LUZ
Joaquín Lecumberri Napal
Los primeros besos temblorosos de dos adolescentes. Un bocadillo de lomo preparado con prisa. La abuela que abraza a su nieto de ocho años, inmóvil para que no se balancee la cabina de la noria. El corro de chicas que beben sangría en los Fueros. Los globos multicolores que arrastran al vendedor. Bob Esponja, un unicornio y Mickey Mouse. El perro que duerme tranquilo sobre la hierba de la Vuelta del Castillo. Aquellos cabellos de oro llegados desde las antípodas. Un padre que arropa a su hija, fatigada después de una tarde de barracas. El saxofonista de la charanga, que reposa fumando un pitillo apoyado en una pared de la Plaza de los Ajos; por delante le espera otra noche interminable.
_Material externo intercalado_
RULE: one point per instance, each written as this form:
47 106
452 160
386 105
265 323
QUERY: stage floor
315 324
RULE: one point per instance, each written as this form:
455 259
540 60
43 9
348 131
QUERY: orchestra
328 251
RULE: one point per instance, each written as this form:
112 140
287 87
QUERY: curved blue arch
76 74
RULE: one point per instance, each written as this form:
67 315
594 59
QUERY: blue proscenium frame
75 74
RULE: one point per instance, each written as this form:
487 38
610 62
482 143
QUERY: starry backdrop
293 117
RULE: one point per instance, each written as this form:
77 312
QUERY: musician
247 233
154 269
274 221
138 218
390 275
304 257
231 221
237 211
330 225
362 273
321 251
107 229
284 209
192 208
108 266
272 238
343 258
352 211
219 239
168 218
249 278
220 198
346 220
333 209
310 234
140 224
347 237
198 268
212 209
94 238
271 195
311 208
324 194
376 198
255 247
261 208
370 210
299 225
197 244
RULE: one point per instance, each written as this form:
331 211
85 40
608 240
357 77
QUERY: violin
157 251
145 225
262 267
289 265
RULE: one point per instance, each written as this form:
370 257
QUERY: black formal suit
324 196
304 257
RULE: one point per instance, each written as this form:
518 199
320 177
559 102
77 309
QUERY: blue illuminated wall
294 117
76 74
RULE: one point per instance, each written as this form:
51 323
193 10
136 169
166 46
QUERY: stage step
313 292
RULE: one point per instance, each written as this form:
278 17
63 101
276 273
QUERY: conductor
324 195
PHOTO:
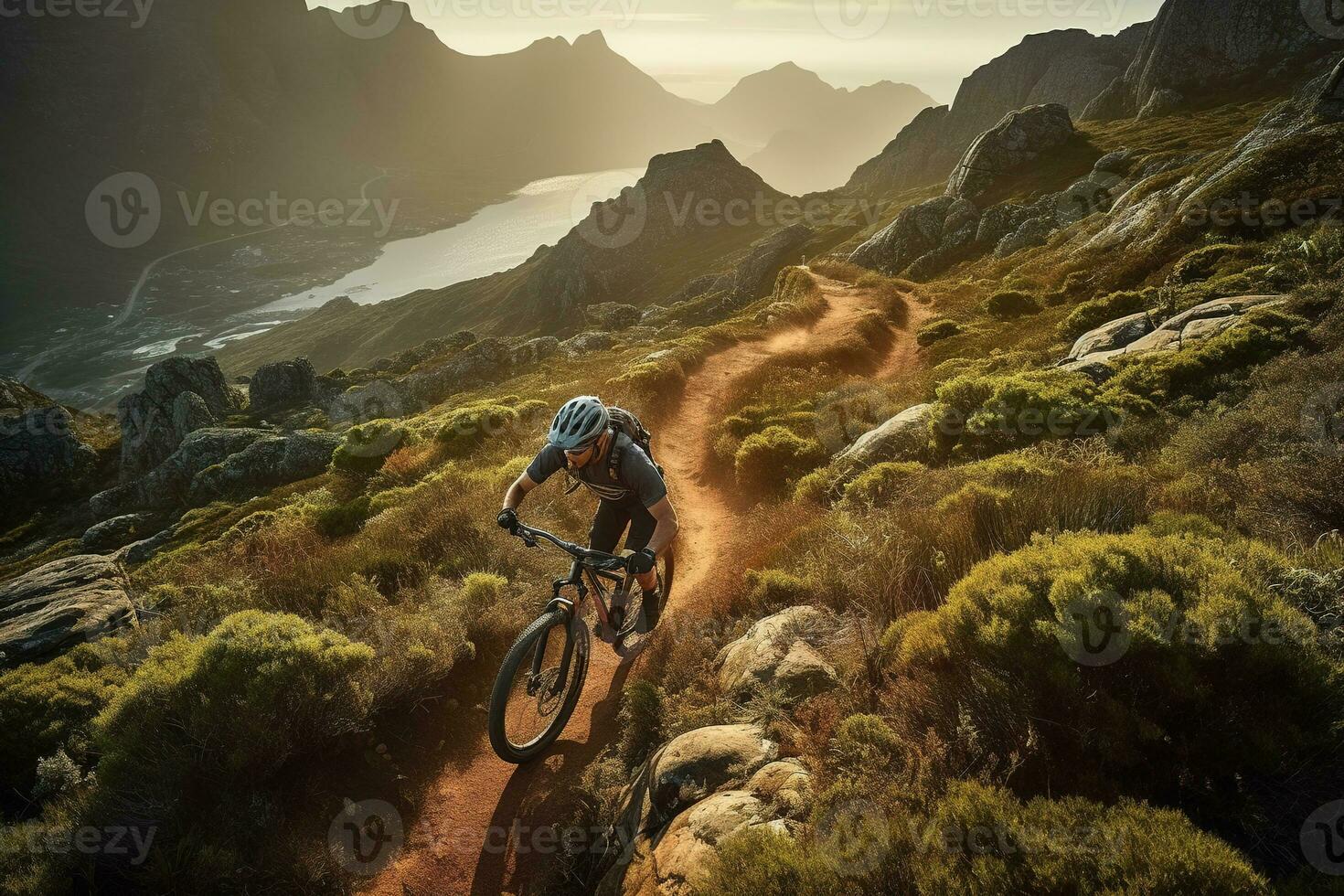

Los trabajadores del día siguiente, que desde el balcón envidian la libertad de la calle. El viajero que carga con su fardo de recuerdos. Aquel gato que sospecha desde una ventana. El frenesí de la Estación de Autobuses. Los que llegan, los que se van. Dos ancianos que vuelven a casa antes de que les pille la multitud. Todo teñido de blanco por un segundo. Es la explosión del primer fuego artificial.
QUIZÁS EL TEDIO
Amílcar Bernal Calderón
Adelante, en alas de papel de arroz y viento limpio, la ilusión de vivir lo desconocido estrena prisa: teme ser alcanzada por el cero total de los hastíos. Atrás, sobre pasos instintivos de sangre arisca y asombro sin libreto, media tonelada de nobleza que robaron al verde paisaje de otra vida parece perseguir un deseo que el morbo disfraza de peligro. En la mitad, unos ojos azules, dueños de una osadía comprada por el precio de un litro de whisky, la novela de Hemingway, un pasaje sin regreso desde Oslo, siete días en el hostal de los presagios, ebriedad y miedo, todo para matar una culposa cobardía. ¿Quién invitó a la muerte a este parpadeo de sol por callejones?
DESCONCIERTO TRANSITORIO
Juan Luis Blanco Aristondo
El nunca había tenido un cuerno en el pecho. Era muy raro. No tenia explicación, como otras muchas cosas. Era incomprensible que alguien hubiera decidido ponerle puertas a la calle Estafeta, o que el sol, tan lejano y rodeado de azul hacía unos minutos, languideciera ahora en un techo gris justo sobre su cabeza. Tampoco entendía a santo de qué aquella gente se había quitado el pañuelo rojo y corría el encierro en bata blanca, o por qué una capa de terciopelo negro lo había cubierto todo cuando volvió a abrir los ojos. Era todo muy raro. Y ya no hacía falta explicación.